Not to mention that many of them were more than happy to be identified by name in more friendly settings. Go online and you can find numerous press releases from their law firms, law schools, and advocacy centers celebrating the lawyers for their work on behalf of detainees.
Congress is entirely within its rights to know who advises the attorney general on matters of national security — not so these people can be driven out of government or to shut them up, but so the public knows who is helping shape policy. What legitimate grounds could there be in a democracy to hide from the public the identities or responsibilities of political appointees? Because Keep America Safe might put up another ad? Please.

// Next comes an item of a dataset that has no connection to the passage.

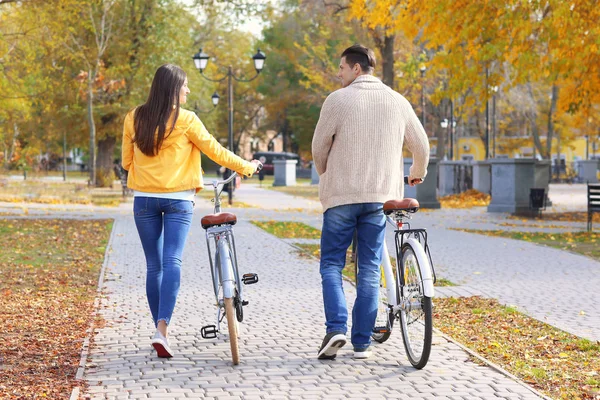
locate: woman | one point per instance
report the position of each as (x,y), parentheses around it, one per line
(161,152)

We wrote a piece yesterday about Supreme Court briefs Holder signed onto in 2004 and 2005 supporting Jose Padilla. Holder failed to disclose these briefs as he was required to during his confirmation hearings, and the Department of Justice has admitted this. As we discussed, the briefs provide a roadmap to many of Holder’s current policies, but one of them is also notable for admitting there might be trade-offs between protecting the individual rights of suspected terrorists and protecting national security, which Holder denies (as does the president) now that he’s atop the Justice Department.
We expect most people would agree that Holder’s policy views are very relevant to how he operates as a public official. So are those of the political appointees he chooses to surround himself with. We suspect many of them believe, as Holder did in his brief, that there is some level of risk we should be willing to bear to protect the rights of suspected terrorists. There’s no reason to think that this is anything other than an honestly held view. But how much risk they are willing to take is a legitimate topic for public debate.